Really Good, Actually(70)



Ryan sidled over and started showily checking in with Amy.

They could all get fucked.



Merris took out her phone and held it at that old person distance, regarding it through narrowed eyes. Amy was explaining surge pricing to her when I took off, at speed, inwardly congratulating myself on my genius plan to sneak back into the venue from the other side, to get another quick bump from Darragh before embarking on my walk. Maybe I would walk all the way to Simon’s, on the other side of town. I could do my gesture for him now. I looked great, after all. Why not?

I skipped around the side of the building, hearing my heels click and feeling the wind in my hair and knowing somewhere deep within that from the outside this looked very cinematic. I could hear Amy and Merris calling after me, the click of Amy’s enormous heels and Merris’s sensible ones as they gave chase. What were they going to do? I had incredibly fast, good, very strong legs, and they were old and stupid and old and bad and old. I rounded a corner, chuckling to myself, and started scuttling down a set of concrete stairs, gripping the railing, feeling focused and alive.

I was halfway down the stairs when I heard Merris fall.





Chapter 16




The hospital was a hospital: depressing and sterile, somehow both too bright and incredibly dingy at once. I picked at my cuticles and looked around guiltily for somewhere to sit. Two middle-aged women who seemed to be sisters were spread out on the last available bench, doing a Sudoku and lightly crying and looking like they’d been awake since they were born. I did not feel high anymore. I felt like the worst piece of shit on the earth.

It had been horrible, every part of it: Merris on the ground; Ryan shining his phone’s flashlight in her eyes as Amy asked her to count back from ten; a small crowd forming as I called 911 and repeated the words Amy was yelling at me; the paramedics arriving, briskly checking Merris’s wrists, ankles, and knees before loading her onto a stretcher. Only one of us was allowed in the ambulance with her, and I said, “Please, Amy,” and she let me. As they closed the doors, I saw her fall into her clown boyfriend’s arms in tears.

Merris had looked so old on the stretcher, although she’d spent the entire ride loudly insisting it was ludicrous that they’d put her in one. It was easy to forget, talking to her, that she was over seventy. Occasionally she made jokes about her arthritic limbs, or how people automatically gave her their seats on the bus, but for the most part she seemed vital, sharper than ever, indestructible. I took out my phone and googled some statistics about seniors and falls, an idea that revealed itself instantly as a bad one.

Down the hall near the reception desk, a man bleeding from his head tried to urinate into a water bottle while two cops spoke rudely to a woman who seemed confused and upset. Everyone the nurses wheeled by looked to me like they could plausibly be dead. I thought about how smugly I spoke to Americans about having access to free health care and decided I would not bring up this kind of thing next time I did. I asked a man holding a toddler in his lap if I could take the seat next to him. He stared back at me, either uncomprehending or angry or too tired to care about some woman wearing open-toed sandals in the middle of winter. The child in his arms said, “We’ve been here one thousand and one million hours.”

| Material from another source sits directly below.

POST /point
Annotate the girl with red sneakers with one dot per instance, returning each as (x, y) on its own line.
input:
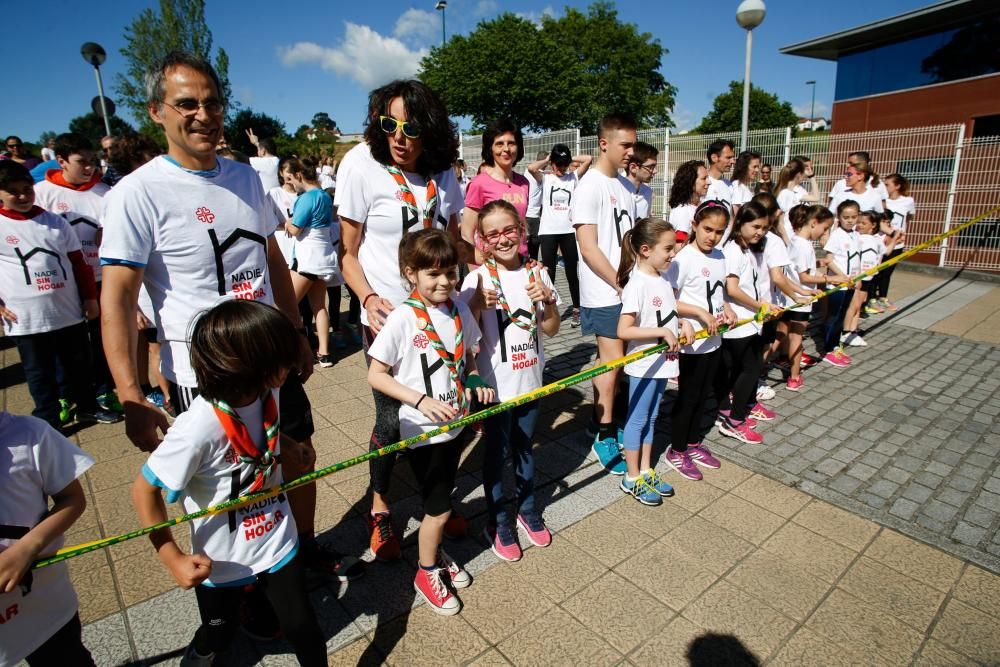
(423, 358)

I bunched my stupid rented dress around my knees and sat on the floor. My phone was on 1 percent battery; I had no idea how long Merris’s various tests would take. There was a plug beneath some benches, between the Sudoku women and a guy in athletic gear who was cradling his left arm and periodically wincing. I tried to reach the socket from a seated position, leaning behind them and sliding my arm along the wall, but it became clear I’d have to lie down on the floor to get there. I was halfway under the bench, my fingertips straining to give the charger a final, decisive push, when someone stopped in front of me and said, “Maggie?”

I looked up from the ostentatiously sensible shoes at my eye level and met the aggravated face of Amirah. She was wearing pale purple scrubs and a stethoscope decorated with a small stuffed snowman I recognized from a children’s film about not being afraid to be who you are. The hospital she worked at was across the street. Amy must have texted her.

I crawled out from under the bench, jostling the Sudoku siblings.

“Did you yell at Amy?”

“No,” I said. “Yeah. Fuck, Amirah, it’s so bad. It’s so, so bad.”

“Is Merris okay?”

“I don’t know,” I said. “She’s getting x-rayed. They won’t let me in because we’re not related.” I brushed a line of fluffy gray dust off my arm and my eyes filled with tears.

“What the fuck happened?” There was an exasperation in Amirah’s voice that I didn’t care for. She sounded like she was at her wit’s end, but she’d just got here.

“I didn’t see,” I said. “She was behind me. It’s been so cold out . . . maybe there was some ice, or she tripped or something . . . I don’t know.”

I ran my fingertips under my eyes, and they came back flecked with mascara. I wished Amirah would hold me and comfort me or grab my hand and lead me out of here.

“Are you engaged?” I asked, sniffling.

Amirah reached into her pockets and proffered a tissue, a kind gesture performed coldly. I took it and blew my nose, then wiped off what was left of my lipstick.